En décembre 1993, Félix Houphouët-Boigny meurt et Bédié prend sa succession. En 1994 et en 1995, Soro connaît à nouveau la détention et, dira-t-il, la torture : il rentrait de Ouagadougou où il avait assisté à un congrès de syndicats étudiants ; il sera suspecté d’avoir préparé un coup d’Etat. Il va subir, règle du jeu ivoirien, la Formation commune de base (FCB) à l’école de police. Le 3 février 1997, après le déclenchement de la plus grande grève estudiantine jamais organisée en Côte d’Ivoire, il sera à nouveau arrêté et transféré à la prison civile d’Abidjan. Il sera inculpé "d’atteinte à la sûreté de l’Etat". Il sera libéré quelques semaines plus tard sous la pression des événements.

Depuis 1994, Soro est devenu le patron de la FESCI. Il voyage à ce titre dans la sous-région (mais également en France et en Allemagne) pour participer aux différents congrès étudiants.

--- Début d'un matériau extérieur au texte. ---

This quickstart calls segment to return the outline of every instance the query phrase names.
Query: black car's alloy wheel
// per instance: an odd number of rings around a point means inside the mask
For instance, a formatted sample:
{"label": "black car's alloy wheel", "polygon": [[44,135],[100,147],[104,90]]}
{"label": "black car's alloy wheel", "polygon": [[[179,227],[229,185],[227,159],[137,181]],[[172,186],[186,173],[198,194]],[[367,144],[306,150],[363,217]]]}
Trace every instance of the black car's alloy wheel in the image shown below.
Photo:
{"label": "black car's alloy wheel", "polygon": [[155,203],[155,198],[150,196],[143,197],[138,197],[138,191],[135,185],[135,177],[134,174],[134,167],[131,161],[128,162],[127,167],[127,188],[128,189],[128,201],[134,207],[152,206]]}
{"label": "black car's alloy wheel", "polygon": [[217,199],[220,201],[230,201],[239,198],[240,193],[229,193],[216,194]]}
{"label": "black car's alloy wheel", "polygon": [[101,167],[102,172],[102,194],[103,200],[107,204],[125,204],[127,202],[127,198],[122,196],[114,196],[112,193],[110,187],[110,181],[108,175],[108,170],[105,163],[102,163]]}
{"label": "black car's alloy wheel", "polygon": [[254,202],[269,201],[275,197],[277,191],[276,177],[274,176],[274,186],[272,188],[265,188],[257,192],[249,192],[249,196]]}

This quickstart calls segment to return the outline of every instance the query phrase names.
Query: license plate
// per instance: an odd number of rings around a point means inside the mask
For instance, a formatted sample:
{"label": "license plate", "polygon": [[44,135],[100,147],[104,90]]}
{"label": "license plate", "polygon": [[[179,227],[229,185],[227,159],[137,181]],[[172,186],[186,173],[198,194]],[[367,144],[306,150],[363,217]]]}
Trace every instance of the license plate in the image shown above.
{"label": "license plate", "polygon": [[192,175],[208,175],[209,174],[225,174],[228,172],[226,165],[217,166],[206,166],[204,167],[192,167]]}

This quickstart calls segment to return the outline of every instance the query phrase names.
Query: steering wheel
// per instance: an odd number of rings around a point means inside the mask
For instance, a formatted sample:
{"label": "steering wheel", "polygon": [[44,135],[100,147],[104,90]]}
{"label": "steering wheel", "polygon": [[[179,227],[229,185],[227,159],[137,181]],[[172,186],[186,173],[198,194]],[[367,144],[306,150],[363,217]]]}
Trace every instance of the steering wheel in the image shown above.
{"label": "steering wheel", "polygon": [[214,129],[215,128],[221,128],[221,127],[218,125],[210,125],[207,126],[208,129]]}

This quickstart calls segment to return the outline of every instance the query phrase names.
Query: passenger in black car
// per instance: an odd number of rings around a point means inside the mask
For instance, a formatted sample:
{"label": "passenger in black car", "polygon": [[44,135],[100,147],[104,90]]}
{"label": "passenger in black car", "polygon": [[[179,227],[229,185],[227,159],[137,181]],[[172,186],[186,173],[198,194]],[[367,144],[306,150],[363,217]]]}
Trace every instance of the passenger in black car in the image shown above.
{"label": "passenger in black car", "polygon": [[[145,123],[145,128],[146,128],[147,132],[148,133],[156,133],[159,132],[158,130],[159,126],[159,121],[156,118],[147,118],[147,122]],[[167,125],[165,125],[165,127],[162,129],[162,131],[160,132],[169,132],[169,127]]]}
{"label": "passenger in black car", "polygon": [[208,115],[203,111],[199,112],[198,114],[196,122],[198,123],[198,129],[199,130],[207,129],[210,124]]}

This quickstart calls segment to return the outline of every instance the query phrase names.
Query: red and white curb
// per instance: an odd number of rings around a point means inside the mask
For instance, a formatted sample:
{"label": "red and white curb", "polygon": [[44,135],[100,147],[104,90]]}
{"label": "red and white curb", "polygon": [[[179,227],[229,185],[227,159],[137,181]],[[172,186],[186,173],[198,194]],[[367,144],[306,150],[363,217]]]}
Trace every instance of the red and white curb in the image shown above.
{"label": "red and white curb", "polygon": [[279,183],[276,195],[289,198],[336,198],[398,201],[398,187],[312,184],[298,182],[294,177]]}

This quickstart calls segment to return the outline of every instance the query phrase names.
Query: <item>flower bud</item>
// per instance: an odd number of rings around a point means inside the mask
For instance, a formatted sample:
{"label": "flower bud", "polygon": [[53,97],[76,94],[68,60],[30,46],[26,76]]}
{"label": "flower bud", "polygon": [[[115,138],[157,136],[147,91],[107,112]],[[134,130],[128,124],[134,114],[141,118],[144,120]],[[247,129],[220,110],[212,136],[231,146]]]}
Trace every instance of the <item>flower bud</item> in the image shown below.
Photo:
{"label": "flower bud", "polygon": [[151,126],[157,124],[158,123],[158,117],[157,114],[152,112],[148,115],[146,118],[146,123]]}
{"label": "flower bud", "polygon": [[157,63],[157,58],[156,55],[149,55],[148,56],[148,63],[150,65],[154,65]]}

Il est tout naturellement en contact avec les leaders de l’opposition : Gbagbo, Wodié, Zaourou, Moriféré. A la fin de l’année 1998, alors que les tensions politiques se multiplient en Côte d’Ivoire, Gbagbo va imposer son "candidat" à la tête de la FESCI : Charles Blé Goudé, le futur leader des "Jeunes Patriotes".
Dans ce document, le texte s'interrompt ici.